Human Presence protects Drupal forms after Mollom

On April 2, 2018, Acquia retired Mollom, a spam fighting tool built by Drupal founder Dries Buytaert. As Dries tells the story, Mollom was both a technical and financial success but was ultimately shut down to enable Acquia to deploy its resources more strategically. At its peak, Mollom served over 60,000 websites, including many of ours!

Many sites are looking for alternatives now that Mollom is shut down. One such service Commerce Guys integrated earlier this year in anticipation of Mollom's closing is Human Presence, a fraud prevention and form protection service that uses multiple overlapping strategies to fight form spam. In the context of Drupal, this includes protecting user registration and login forms, content creation forms, contact forms, and more.

Similar to Mollom, Human Presence evaluates various parameters of a visitor's session to decide if the visitor is a human or a bot. When a protected form is submitted, the Drupal module requests a "human presence" confidence rating from the API (hence the name), and if the response does not meet a configurable confidence threshold, it will block form submission or let you configure additional validation steps if you choose. For example, out of the box, the module integrates the CAPTCHA module to rebuild the submitted form with a CAPTCHA that must be completed before the form will submit.

We believe Human Presence is a great tool to integrate on its own or in conjunction with other standalone modules like Honeypot. Furthermore, they're joining other companies like Authorize.Net, Avalara, and PayPal as Drupal Commerce Technology Partners. Their integration includes support for protecting shopping cart and checkout forms, and we are looking for other ways they can help us combat payment fraud in addition to spam.

Learn more about Human Presence or reach the company's support engineer through their project page on drupal.org.

Ryan's picture
President / CEO
Posted May 15, 2018

Comments

Submitted by vensires (not verified) on

Good catch Ryan!
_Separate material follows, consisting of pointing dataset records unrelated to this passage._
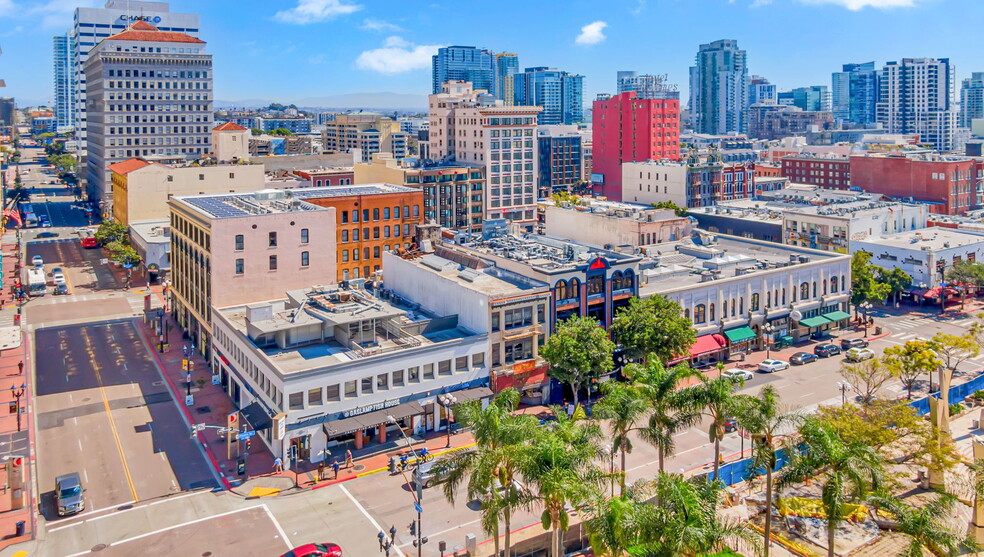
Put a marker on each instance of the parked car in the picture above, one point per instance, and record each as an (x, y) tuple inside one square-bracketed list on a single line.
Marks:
[(769, 366), (859, 354), (826, 350), (737, 374), (315, 550), (849, 343), (68, 493), (801, 358)]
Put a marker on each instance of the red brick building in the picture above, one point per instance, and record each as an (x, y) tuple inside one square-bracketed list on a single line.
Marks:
[(948, 183), (818, 171), (625, 128)]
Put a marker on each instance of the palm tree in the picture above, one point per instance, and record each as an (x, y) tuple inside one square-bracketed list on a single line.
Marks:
[(669, 412), (623, 406), (763, 419), (849, 470), (500, 437), (926, 525), (715, 398), (559, 469)]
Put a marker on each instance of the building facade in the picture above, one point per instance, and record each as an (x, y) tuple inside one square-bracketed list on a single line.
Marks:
[(719, 88), (625, 128), (560, 94), (148, 94), (917, 96)]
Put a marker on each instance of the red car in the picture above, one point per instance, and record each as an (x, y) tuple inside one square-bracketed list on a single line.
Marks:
[(315, 550)]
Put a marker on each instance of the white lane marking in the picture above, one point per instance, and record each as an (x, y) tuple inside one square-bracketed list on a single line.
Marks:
[(366, 514), (189, 523)]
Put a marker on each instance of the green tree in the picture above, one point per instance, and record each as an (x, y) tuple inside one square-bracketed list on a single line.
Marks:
[(763, 419), (560, 471), (715, 398), (578, 352), (926, 524), (865, 286), (500, 437), (624, 407), (653, 328), (910, 361), (847, 471)]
Congratulations for catching the opportunity of trying to fill the gap Mollom created.

I wasn't a heavy user of Mollom but I can still find two things that are negative in Human Presence, though, as a replacement for Mollom.
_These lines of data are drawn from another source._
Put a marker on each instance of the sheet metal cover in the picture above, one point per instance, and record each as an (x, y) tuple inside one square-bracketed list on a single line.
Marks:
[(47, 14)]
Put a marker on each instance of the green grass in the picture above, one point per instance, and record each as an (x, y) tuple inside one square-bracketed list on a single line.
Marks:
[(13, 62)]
The first one is that Mollom was given for free, whereas Human Presence is a payed alternative. I very well know that for something to stay properly supported, sometimes it has to be payed, but it still is a con if compared with Mollom which had a free version.

The second is that Human Presence isn't - in my opinion - so advertised in the Drupal community. If someone read the Drupal Planet posts of months ago, he would find Antibot as a suggested alternative or at least the most common Honeypot, Captcha, reCaptcha and others. What I really liked about Antibot was that After the page is loaded, Antibot, using JavaScript, waits for a mouse to move or an enter or tab key to be pressed before the action of the form is switched back to the path that it was originally set to be. This indicates that the person behind the controls is a human and not a robot. If we have this functionality locally, what would we gain by going to Human Presence?

Submitted by Ryan on

Sounds like it's doing similar things, though bots could still spoof it if they were written to trigger those behaviors. I think the primary advantage of a third party service here, whether it's Human Presence, reCAPTCHA, (Mollom), etc., is the use of a central database to compare IP addresses and behavioral patterns against known bad actors. It's basically an additional layer of protection that improves over time.
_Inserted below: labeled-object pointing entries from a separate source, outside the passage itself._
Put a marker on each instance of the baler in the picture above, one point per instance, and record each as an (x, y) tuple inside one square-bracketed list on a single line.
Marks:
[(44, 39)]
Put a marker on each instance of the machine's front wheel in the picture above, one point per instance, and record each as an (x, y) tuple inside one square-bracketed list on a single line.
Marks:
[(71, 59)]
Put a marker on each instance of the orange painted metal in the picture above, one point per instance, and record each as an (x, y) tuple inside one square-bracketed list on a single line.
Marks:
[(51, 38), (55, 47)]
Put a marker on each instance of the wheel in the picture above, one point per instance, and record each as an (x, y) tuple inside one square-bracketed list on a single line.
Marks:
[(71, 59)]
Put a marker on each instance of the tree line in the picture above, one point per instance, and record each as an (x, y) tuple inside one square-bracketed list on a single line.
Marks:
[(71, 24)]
Submitted by JvE (not verified) on

I suppose that depending on the level of anonymization applied by Human Presence you will have to provide either an opt-in or an opt-out option to visitors from the EU.
Or at the very least notify visitors that their behaviour is being monitored by a third party so they can make an informed decision on whether to continue using the site or not.

Submitted by John (not verified) on

Absolutely @JvE! Human Presence does provide opt-out links for any consumer of the service (ie the end user visiting the website where HP may be used) in their terms of service. Additionally, though the behavior monitoring collects mainly anonymized timing and movement data, cookies will need to be created to establish user sessions to analyze, track and map the data to and as such it is also recommended that the site owner provide their end users with sufficient notification of cookie usage and the opt-outs available to them on their site.